Wordcorr Spells Success in Any Language
One of the most unique projects completed by DataHouse is the Wordcorr project. Wordcorr started out when linguist Dr. Joe Grimes and DataHouse applied for and received a grant from the National Science Foundation (NSF) to develop a way to compare families of languages using the power of computers.
The field of comparative linguistics depends on a lot of hard work tabulating correspondences between sounds and meanings. In the past, a researcher immersed in the study of one language would come across a word that sounded like it came from another language. There would then be an arduous process of tracking and comparing sounds and words, attempting to demonstrate the probability that two languages were related, and tracing the evolution and origin of the language.
With linguist-machine collaboration, Dr. Grimes wanted to develop a tool that could automate the tracking of sounds and probable meanings, letting the linguists add their creativity while using the computer to do the heavy computation of comparing words and sounds. He selected DataHouse to help develop that tool.
Wordcorr is open source. That means that, just like the open source Linux operating system, Wordcorr is available for download worldwide from SourceFORGE, the open source portal, or at the Wordcorr Web site. Wordcorr has been downloaded by teachers, students, and linguists doing field work across the globe, including Southeast Asia, China, India, Africa and South America.

Figure 1 - Wordcorr's home on the open source marketplace
The Development Process
The Wordcorr application was developed in Java. Java was selected because the Wordcorr application had to be used by linguists in the field, and they needed a portable language, one that could be used on any platform. The development team included DataHouse developers, Dr. Grimes and two University of Hawaii linguistics students. The collaborative programming effort spanned two years.

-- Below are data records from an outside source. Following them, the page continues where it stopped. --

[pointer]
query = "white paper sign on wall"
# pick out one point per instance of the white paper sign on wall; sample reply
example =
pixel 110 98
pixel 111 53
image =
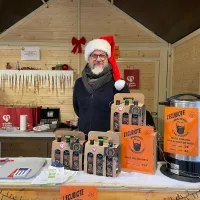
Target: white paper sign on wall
pixel 30 53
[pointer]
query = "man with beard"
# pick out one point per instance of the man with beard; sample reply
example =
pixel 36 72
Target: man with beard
pixel 94 91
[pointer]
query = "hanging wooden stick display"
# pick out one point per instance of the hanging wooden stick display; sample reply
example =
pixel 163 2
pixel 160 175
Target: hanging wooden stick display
pixel 35 80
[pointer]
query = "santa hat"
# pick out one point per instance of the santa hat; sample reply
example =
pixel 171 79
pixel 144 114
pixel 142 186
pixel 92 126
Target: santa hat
pixel 106 44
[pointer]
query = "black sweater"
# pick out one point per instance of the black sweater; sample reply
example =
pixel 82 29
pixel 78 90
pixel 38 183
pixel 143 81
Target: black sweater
pixel 94 109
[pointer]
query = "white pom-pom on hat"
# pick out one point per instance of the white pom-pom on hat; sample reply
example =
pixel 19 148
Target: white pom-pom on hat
pixel 97 44
pixel 106 44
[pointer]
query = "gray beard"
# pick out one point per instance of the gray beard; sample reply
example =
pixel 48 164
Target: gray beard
pixel 96 70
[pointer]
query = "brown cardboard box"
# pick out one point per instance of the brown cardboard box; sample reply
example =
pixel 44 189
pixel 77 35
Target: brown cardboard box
pixel 139 149
pixel 120 112
pixel 102 160
pixel 71 154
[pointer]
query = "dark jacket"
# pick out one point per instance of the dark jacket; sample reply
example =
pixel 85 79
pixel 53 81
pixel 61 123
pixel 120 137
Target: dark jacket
pixel 94 110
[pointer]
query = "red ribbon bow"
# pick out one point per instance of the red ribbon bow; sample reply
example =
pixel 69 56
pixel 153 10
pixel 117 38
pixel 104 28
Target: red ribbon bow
pixel 77 44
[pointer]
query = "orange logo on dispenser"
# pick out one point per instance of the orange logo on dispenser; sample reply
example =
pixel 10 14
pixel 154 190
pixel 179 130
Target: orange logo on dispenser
pixel 138 144
pixel 181 131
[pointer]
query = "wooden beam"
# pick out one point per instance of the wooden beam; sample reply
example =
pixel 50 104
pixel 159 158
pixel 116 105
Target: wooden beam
pixel 170 70
pixel 135 22
pixel 25 19
pixel 186 38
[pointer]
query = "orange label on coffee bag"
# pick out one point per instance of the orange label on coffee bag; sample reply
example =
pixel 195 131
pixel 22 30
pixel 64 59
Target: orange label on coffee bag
pixel 137 148
pixel 181 131
pixel 78 193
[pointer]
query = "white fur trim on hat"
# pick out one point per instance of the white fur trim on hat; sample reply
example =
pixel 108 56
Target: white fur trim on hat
pixel 119 84
pixel 97 44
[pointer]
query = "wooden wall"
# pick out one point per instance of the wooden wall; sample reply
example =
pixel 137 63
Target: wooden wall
pixel 186 68
pixel 52 29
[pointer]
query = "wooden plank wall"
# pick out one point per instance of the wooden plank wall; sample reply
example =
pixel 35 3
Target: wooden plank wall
pixel 52 30
pixel 186 69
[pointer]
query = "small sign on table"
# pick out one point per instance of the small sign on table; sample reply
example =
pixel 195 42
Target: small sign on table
pixel 78 193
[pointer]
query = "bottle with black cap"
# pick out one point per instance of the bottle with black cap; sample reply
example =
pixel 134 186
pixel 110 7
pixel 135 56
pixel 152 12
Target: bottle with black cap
pixel 99 165
pixel 66 159
pixel 135 113
pixel 57 156
pixel 125 115
pixel 90 161
pixel 100 142
pixel 75 161
pixel 91 141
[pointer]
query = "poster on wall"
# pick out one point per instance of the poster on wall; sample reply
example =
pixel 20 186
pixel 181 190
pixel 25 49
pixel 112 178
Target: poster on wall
pixel 131 76
pixel 30 53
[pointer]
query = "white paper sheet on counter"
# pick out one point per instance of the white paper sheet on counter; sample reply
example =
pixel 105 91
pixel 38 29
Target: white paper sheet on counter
pixel 54 175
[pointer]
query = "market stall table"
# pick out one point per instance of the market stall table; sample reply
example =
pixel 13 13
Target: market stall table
pixel 11 141
pixel 127 186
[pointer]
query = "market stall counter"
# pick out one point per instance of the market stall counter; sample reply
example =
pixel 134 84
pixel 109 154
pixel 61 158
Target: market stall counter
pixel 127 185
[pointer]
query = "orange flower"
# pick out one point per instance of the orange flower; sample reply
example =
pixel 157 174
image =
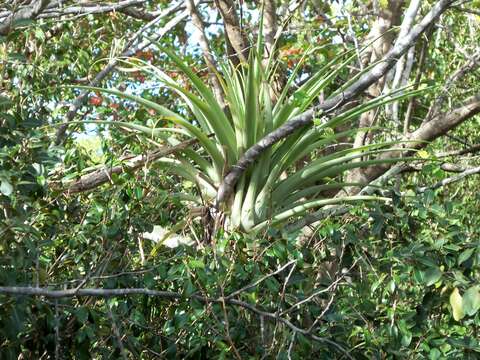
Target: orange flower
pixel 95 100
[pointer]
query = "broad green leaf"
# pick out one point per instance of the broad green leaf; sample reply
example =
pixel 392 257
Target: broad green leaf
pixel 471 300
pixel 432 275
pixel 6 188
pixel 465 255
pixel 457 305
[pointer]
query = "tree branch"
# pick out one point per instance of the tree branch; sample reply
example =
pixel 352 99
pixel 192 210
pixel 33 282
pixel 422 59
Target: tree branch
pixel 128 50
pixel 211 63
pixel 168 295
pixel 306 118
pixel 450 180
pixel 102 176
pixel 235 36
pixel 27 13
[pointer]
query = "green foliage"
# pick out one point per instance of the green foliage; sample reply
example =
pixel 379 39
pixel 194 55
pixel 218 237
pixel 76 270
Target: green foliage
pixel 272 191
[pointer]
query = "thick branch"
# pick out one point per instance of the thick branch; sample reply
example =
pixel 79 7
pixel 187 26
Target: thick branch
pixel 370 77
pixel 429 131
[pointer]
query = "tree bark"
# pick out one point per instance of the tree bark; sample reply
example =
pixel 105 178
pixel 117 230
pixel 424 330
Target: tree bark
pixel 306 118
pixel 233 31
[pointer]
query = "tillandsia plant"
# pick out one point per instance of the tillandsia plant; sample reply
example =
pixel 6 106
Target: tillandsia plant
pixel 274 190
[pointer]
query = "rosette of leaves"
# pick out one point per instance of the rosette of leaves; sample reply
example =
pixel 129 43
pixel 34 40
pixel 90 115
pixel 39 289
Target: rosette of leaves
pixel 274 190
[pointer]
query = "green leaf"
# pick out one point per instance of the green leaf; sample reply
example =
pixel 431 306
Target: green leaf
pixel 6 188
pixel 465 255
pixel 432 275
pixel 471 300
pixel 457 305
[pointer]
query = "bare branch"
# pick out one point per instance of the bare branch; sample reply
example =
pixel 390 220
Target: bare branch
pixel 306 118
pixel 463 70
pixel 102 176
pixel 450 180
pixel 27 13
pixel 234 34
pixel 128 50
pixel 211 63
pixel 168 295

For DataHouse, one of the most challenging aspects of the job involved getting an education in linguistics. The vocabulary used by professional linguists to describe languages is unique, and transcribing words involves use of the International Phonetic Alphabet to represent sounds that cannot be described using the regular Roman alphabet. The sounds in languages have to be transcribed in a consistent manner to facilitate comparison.

Figure 2 - Wordcorr interface shows words used to describe "octopus" in various Polynesian languages
The complex user interface gives professional linguists the ability to define their own collections, create their own character combinations representing unique sounds, annotate their own work, and tabulate commonalities among languages that may be related. They can also download and work with collections made available by other linguists, providing archival information to the Open Language Archives Community.
Using Wordcorr
Wordcorr can be used in the classroom to teach students how to compare languages, and it can be downloaded by those who are just curious about languages, but it is primarily used by field linguists who work with natural languages, recording and transcribing them for posterity. Linguists transcribe and annotate individual words in a variety of possibly related languages. This information is then downloaded to Wordcorr, where it can be easily compared to other languages that might be related.
One such comparison that can be downloaded for study involves Polynesian languages. A quick look demonstrates, for example, that the word for "sea" is closely related in several languages - "tai" in Maori, Samoan, and Rarotongan, "tahi" in Tongan, and "kai" in Hawaiian.
|